Some standard benchmark files are listed later in this book -- Data Compression/References#Benchmark files.
Some programmers focus on "generic compression" algorithms that are not tied to any particular format, such as text or images. These programmers tune their algorithms on a collection of benchmark files that include a variety of formats.

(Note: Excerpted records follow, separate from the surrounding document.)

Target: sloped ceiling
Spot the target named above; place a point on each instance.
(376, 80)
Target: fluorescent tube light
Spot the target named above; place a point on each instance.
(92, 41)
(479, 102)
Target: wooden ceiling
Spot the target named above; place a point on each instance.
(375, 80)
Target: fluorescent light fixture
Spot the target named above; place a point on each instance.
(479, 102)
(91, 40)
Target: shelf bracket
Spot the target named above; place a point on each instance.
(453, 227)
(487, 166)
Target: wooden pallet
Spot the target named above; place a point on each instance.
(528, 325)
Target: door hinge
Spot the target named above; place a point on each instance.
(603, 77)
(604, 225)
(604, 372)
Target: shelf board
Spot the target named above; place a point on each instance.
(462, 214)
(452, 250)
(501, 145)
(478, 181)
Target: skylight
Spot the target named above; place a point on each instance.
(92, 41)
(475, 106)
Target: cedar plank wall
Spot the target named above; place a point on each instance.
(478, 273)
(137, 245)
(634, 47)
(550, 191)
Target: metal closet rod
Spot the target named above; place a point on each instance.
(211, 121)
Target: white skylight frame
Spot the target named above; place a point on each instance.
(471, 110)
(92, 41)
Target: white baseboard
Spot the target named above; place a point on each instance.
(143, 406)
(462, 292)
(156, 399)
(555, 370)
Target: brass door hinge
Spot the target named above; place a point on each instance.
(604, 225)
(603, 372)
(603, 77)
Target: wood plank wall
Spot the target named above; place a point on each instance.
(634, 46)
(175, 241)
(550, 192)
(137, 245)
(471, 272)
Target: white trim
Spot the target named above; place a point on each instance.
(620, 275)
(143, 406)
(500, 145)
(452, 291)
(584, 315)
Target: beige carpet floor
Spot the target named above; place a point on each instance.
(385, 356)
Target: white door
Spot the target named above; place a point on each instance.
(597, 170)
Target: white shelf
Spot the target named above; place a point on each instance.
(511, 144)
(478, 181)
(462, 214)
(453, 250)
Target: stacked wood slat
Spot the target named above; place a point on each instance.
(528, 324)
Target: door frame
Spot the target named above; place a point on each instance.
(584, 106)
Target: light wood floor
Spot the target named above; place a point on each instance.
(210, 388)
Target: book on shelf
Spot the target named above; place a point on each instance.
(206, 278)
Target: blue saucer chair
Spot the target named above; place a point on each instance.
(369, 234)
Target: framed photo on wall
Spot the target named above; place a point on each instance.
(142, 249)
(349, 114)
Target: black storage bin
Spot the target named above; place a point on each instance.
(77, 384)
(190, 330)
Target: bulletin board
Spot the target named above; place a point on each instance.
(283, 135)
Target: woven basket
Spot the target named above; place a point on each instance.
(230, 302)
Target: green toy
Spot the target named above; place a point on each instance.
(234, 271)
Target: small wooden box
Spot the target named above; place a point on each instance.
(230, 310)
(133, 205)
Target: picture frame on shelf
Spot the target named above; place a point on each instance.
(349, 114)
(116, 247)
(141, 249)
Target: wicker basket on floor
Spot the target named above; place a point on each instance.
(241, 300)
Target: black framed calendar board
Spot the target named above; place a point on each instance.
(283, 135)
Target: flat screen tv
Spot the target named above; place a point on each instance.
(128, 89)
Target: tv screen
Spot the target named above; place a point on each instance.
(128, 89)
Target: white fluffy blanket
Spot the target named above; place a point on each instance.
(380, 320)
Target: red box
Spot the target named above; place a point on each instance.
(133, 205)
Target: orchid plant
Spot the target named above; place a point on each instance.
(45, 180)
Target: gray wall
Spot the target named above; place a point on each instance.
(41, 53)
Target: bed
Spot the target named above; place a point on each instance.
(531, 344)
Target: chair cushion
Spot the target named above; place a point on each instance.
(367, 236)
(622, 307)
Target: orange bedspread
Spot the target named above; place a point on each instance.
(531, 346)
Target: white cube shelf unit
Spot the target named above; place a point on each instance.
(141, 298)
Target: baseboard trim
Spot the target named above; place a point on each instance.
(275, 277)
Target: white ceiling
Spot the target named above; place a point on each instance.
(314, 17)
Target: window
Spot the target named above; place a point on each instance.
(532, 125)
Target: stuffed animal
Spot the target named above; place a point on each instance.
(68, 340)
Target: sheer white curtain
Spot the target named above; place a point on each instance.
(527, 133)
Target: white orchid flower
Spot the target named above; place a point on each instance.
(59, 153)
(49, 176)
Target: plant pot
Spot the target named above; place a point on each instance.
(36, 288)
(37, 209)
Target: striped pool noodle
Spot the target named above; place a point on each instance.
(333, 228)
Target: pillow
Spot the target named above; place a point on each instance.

Other programmers focus on one specific kind of file -- video compression, still image compression, single-human speech compression, high-fidelity music compression, English text compression, or some other specific kind of file. Often these format-specific programmers try to find some kind of redundancies in the raw data that can be exploited for lossless compression -- for example, music often has one dominant tone that repeats over and over at one specific frequency for a few tenths of a second -- but each repeat is never quite exactly the same as any of the others -- then a similar dominant tone that repeats over and over at some other frequency for a few more tenths of a second. Often these format-specific programmers try to find limits to human perception that can be exploited for lossy compression. Often these programmers come up with ways to "transform" or "preprocess" or "de-correlate" the data, and then hand the intermediate results off to some "generic compression" algorithm. We discuss this more at Data Compression/Multiple transformations.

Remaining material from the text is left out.